Jeremy Corbyn thinks Labour Party members should play a part in choosing the Shadow Cabinet

Proposal made to counter calls for a return to MPs electing top positions

Click to follow
Indy Politics

Jeremy Corbyn has suggested letting Labour Party members choose their representatives in the Shadow Cabinet.

His comments came in response to calls for a return to Labour ministers electing the top jobs, which was standard procedure before Ed Miliband abolished the tradition in 2011, prefering to make his own appointments.

Speaking at the weekly meeting of the Parliamentary Labour Party (PLP) on Monday, a spokesman for the Labour leader said MPs should consider letting party members elect some Shadow Cabinet positions.

The spokesman added that any move to return to annual shadow cabinet elections should be “part of the wider debate about party democratisation and reform."

Clive Betts, Labour MP for Sheffield South East, tabled the motion to return to the old system for debate at the PLP meeting. 

Mr Miliband originally persuaded MPs to vote against elections for Shadow Cabinet ministers to allow the party leader freedom to choose their own Cabinet. He said at the time that Shadow Cabinet elections were a "huge distraction" and he wanted Labour to "spend our time talking to the public and not ourselves."

The motion is being presented by Mr Betts and his supporters as a way of repairing damage done to the party by the current leadership contest, which Mr Corbyn is expected to win.

Mr Betts said in an email before the debate that he wanted to promote party unity. 

“Whatever the result of the leadership election on 24 September, it is clear that the PLP must take steps to come together," he said.

"[Holding further elections] would ensure that the Shadow Cabinet has the support of backbench Labour MPs and that the entire PLP can become an effective opposition and hold the government to account.”

But Corbyn supporters believe the move is intended to undermine the Labour leader, who has strong support from party members but is unpopular with the PLP. A Shadow Cabinet elected by MPs would be unlikely to support him, which could limit his power and allow the right of the party to maintain control.

Leadership challenger Owen Smith told BBC News on Sunday that he believed bringing back Shadow Cabinet elections in which ministers could participate was “probably a good idea” and that “getting rid of them was a mistake.”

He agreed that it could be a useful means to unite the party. 
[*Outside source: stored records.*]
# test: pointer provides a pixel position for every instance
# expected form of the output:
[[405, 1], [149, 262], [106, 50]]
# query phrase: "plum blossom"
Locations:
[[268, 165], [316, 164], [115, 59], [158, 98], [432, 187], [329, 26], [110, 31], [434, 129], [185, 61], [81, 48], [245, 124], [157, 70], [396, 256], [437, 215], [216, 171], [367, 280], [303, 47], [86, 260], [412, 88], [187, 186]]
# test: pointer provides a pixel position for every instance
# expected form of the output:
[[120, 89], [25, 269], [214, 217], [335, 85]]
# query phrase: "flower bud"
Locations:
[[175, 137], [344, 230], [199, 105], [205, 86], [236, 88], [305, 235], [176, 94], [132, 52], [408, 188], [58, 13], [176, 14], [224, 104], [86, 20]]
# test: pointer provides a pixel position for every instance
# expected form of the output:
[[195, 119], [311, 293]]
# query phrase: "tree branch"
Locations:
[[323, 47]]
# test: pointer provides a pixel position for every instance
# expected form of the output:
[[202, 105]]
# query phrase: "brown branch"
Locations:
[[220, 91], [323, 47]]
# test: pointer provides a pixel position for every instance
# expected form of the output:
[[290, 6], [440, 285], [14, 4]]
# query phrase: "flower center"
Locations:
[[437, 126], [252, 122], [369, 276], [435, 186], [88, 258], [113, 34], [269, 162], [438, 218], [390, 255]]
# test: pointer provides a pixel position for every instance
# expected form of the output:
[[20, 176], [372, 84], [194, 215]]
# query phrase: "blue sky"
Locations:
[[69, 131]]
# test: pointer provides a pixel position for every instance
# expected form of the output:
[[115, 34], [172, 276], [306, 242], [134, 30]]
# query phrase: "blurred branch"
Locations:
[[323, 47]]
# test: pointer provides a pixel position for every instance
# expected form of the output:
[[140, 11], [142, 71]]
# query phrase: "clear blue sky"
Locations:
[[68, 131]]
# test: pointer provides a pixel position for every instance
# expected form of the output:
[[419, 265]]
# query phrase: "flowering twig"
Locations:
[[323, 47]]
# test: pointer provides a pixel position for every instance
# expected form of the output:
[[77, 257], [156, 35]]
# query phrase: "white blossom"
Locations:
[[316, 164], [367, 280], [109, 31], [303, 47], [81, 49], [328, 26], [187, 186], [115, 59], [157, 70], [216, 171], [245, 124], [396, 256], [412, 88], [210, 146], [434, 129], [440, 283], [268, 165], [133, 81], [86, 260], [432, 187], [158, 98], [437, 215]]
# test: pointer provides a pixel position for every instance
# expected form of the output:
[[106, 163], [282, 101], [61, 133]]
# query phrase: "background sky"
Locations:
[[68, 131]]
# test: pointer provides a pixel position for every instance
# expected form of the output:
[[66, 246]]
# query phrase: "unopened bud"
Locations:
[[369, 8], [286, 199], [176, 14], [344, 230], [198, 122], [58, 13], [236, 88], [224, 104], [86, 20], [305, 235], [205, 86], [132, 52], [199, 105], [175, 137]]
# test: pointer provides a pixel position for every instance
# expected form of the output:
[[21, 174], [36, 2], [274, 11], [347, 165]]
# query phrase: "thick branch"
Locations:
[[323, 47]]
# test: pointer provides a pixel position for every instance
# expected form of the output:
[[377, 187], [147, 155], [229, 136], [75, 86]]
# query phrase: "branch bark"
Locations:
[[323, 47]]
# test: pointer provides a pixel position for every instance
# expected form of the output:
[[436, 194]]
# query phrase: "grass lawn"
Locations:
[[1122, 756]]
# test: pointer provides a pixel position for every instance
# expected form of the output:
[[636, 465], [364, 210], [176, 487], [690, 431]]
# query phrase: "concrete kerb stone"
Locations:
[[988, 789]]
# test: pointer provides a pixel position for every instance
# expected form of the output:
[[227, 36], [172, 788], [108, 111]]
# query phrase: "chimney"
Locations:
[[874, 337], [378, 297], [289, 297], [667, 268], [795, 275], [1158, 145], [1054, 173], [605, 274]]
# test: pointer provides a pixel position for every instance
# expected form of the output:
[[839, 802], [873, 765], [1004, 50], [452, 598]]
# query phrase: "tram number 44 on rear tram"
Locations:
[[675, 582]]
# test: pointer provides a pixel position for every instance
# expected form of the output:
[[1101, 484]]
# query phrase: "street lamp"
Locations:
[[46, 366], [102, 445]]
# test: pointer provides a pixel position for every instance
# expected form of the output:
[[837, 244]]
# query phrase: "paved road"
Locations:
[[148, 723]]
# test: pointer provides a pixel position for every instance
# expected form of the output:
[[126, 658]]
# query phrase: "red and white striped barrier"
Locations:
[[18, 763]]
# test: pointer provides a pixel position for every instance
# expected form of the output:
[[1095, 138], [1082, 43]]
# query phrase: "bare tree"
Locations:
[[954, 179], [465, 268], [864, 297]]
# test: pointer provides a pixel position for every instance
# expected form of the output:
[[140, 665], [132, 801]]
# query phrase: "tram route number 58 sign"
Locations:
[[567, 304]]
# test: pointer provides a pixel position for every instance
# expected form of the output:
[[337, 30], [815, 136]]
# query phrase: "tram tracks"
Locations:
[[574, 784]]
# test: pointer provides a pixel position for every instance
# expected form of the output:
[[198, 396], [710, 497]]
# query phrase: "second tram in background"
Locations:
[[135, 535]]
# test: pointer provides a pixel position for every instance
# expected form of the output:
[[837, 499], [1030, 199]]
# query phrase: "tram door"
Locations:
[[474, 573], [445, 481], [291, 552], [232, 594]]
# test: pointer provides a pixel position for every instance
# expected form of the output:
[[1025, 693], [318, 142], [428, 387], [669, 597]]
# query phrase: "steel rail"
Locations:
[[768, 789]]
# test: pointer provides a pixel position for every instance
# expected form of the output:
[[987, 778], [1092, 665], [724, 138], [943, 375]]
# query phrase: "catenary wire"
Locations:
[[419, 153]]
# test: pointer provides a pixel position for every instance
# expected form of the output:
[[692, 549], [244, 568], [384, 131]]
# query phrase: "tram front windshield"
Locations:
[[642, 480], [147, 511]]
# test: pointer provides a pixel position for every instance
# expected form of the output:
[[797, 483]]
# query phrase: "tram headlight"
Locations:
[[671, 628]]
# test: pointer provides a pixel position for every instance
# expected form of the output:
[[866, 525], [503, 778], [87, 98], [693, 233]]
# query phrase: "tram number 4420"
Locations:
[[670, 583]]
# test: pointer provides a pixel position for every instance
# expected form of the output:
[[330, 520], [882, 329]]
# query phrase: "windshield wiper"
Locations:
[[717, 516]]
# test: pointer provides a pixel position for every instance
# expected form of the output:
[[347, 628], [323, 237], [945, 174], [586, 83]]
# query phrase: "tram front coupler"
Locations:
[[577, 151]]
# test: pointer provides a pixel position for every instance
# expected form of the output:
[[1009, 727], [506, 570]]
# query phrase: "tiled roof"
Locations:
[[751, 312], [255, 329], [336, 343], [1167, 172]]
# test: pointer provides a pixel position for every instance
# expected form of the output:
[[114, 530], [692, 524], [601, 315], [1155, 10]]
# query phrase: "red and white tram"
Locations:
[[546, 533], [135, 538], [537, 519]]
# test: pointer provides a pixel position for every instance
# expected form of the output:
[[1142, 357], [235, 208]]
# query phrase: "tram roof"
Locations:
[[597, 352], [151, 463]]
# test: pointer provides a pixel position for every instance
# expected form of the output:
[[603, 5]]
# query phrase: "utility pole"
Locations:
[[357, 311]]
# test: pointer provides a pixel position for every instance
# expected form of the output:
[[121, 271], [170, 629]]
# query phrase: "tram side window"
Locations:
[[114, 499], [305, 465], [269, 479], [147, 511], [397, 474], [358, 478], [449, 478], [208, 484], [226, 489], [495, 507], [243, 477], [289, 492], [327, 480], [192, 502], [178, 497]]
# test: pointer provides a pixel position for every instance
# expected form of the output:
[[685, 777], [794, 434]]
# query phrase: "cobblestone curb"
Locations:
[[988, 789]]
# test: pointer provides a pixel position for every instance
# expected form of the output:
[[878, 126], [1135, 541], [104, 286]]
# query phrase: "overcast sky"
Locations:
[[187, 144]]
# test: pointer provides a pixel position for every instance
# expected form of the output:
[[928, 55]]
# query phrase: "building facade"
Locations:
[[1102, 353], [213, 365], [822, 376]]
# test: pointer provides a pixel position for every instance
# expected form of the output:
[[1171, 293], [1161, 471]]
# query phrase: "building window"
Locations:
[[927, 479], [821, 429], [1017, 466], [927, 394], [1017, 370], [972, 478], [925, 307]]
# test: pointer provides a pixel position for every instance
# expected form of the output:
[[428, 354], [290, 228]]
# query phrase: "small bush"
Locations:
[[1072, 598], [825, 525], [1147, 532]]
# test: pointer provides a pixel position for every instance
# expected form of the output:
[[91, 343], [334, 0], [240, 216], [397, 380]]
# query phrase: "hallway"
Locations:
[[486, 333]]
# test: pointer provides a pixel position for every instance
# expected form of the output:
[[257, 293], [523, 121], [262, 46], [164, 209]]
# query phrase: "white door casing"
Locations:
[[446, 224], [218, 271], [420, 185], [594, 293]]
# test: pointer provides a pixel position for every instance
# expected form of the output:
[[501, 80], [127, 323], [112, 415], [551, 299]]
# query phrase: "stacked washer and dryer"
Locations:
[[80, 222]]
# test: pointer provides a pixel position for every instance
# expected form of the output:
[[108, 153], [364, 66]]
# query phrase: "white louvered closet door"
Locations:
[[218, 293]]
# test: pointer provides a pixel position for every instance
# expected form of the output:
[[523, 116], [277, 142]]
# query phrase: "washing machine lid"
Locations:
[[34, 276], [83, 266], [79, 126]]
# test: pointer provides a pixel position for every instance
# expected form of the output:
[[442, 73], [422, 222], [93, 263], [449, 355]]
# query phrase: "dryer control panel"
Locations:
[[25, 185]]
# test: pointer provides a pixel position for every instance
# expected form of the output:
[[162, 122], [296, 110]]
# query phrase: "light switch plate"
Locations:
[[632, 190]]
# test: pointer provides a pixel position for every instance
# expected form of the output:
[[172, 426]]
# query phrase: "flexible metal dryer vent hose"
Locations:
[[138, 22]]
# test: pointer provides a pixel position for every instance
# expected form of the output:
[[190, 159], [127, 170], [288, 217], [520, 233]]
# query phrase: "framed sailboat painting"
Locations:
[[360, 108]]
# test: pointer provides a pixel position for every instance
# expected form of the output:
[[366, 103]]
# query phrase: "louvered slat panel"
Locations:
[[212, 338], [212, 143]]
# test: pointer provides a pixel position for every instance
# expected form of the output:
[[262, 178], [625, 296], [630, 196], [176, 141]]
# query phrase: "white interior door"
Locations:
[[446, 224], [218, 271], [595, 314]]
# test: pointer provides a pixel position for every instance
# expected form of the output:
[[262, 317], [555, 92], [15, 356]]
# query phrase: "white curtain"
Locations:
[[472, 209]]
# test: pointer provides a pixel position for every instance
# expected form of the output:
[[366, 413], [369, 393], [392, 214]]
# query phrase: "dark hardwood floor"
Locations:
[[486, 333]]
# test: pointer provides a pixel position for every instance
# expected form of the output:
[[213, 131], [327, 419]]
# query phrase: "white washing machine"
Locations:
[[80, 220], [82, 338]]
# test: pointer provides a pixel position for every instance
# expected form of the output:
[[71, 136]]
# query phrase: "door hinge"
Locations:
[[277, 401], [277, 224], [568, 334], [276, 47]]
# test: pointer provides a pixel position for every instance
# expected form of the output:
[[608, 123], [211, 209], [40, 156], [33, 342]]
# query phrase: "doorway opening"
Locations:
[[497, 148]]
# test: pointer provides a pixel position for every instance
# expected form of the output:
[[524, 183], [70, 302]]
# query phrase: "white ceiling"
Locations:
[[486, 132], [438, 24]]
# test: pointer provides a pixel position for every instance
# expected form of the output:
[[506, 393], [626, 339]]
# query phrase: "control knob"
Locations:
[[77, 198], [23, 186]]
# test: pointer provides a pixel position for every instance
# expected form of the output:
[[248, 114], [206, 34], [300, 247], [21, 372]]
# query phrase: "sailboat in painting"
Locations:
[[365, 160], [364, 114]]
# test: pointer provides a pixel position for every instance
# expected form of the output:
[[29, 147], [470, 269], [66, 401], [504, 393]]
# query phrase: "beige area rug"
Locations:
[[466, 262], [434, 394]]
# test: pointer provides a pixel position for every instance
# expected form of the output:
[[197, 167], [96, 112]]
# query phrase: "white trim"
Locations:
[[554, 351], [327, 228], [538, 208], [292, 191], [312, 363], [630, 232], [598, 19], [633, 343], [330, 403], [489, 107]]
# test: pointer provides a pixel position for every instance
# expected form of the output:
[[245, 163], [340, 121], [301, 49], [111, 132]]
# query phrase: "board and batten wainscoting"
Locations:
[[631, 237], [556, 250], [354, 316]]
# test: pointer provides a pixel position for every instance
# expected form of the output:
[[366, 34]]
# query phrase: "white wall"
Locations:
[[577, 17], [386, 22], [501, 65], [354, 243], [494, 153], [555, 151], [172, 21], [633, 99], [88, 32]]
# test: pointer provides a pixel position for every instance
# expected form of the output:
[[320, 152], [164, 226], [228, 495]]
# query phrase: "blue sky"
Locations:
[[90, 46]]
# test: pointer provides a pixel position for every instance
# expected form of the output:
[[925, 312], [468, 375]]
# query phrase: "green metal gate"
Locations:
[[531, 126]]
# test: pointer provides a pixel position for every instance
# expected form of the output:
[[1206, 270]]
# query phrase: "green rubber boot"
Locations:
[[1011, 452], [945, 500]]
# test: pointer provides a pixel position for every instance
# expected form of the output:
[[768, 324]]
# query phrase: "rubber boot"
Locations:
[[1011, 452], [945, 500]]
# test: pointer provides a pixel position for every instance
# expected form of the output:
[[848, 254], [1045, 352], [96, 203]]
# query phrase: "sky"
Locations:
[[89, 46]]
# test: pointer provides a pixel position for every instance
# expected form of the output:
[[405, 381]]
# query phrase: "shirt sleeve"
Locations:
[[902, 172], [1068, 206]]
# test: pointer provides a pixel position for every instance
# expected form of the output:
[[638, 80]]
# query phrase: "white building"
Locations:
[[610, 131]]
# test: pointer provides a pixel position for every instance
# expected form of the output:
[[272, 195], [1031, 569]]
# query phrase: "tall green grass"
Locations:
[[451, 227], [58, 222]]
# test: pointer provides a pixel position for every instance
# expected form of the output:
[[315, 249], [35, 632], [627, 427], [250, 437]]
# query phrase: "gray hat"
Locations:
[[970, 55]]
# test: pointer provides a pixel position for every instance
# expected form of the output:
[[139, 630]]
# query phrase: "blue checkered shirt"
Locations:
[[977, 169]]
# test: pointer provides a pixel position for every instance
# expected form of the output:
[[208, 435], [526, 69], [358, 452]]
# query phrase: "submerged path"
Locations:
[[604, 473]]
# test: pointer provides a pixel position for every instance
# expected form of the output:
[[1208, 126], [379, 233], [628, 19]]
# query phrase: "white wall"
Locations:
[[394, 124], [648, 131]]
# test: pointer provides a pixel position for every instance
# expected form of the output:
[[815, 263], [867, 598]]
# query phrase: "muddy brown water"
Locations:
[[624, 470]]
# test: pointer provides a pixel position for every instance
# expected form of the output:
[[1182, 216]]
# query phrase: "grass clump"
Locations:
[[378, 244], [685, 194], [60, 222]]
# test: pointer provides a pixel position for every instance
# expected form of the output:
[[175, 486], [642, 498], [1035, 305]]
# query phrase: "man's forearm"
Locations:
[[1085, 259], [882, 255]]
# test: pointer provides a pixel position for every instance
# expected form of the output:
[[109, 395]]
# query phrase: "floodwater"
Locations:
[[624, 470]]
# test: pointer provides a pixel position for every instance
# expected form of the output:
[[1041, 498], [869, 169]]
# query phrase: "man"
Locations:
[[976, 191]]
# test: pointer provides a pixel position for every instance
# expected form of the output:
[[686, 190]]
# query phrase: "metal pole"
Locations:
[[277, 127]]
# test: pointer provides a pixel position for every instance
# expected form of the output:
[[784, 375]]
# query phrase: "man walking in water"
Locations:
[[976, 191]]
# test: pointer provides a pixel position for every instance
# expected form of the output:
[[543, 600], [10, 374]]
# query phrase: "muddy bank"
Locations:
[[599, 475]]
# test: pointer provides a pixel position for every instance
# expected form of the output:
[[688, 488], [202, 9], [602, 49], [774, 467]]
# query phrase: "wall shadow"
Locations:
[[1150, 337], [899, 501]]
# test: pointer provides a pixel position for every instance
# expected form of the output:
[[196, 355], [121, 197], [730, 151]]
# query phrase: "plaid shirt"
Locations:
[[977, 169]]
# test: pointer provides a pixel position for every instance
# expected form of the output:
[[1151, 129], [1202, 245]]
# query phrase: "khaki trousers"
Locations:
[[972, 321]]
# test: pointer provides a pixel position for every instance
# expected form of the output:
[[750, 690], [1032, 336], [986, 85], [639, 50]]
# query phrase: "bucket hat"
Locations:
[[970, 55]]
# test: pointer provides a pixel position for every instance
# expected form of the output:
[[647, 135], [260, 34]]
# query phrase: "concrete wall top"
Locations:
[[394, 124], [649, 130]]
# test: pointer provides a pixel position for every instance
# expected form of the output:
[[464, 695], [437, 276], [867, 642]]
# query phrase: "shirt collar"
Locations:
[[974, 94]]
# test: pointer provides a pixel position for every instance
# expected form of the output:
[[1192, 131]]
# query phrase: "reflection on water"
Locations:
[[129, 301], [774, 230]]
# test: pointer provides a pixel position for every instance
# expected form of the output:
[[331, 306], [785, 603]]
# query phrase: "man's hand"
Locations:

A few hours later Mr Corbyn's spokesman appeared to up the ante, saying that the Labour leader also wanted more internal democracy, but that he was interested in going further.

“Jeremy supports democratisation and reform of the party rules and structures,” the spokesman said.

“How the Shadow Cabinet is made up is one part of that debate, including whether part of it should be elected, by MPs, by members, or by conference. Any review also needs to take account of the need to represent regions and nations.”

Labour MPs are expected to hold a formal ballot on Mr Betts' proposal. 

In 2011, Labour MPs backed Mr Miliband’s proposal to revoke the PLP's right to select the Shadow Cabinet by 196 votes to 41. 

Considering how unpopular Mr Corbyn is with the PLP, it is likely they will vote to reverse the decision. However, for the new rule to take effect it would also have to be approved by the national executive committtee (NEC), where Mr Corbyn has more support, and by the party conference.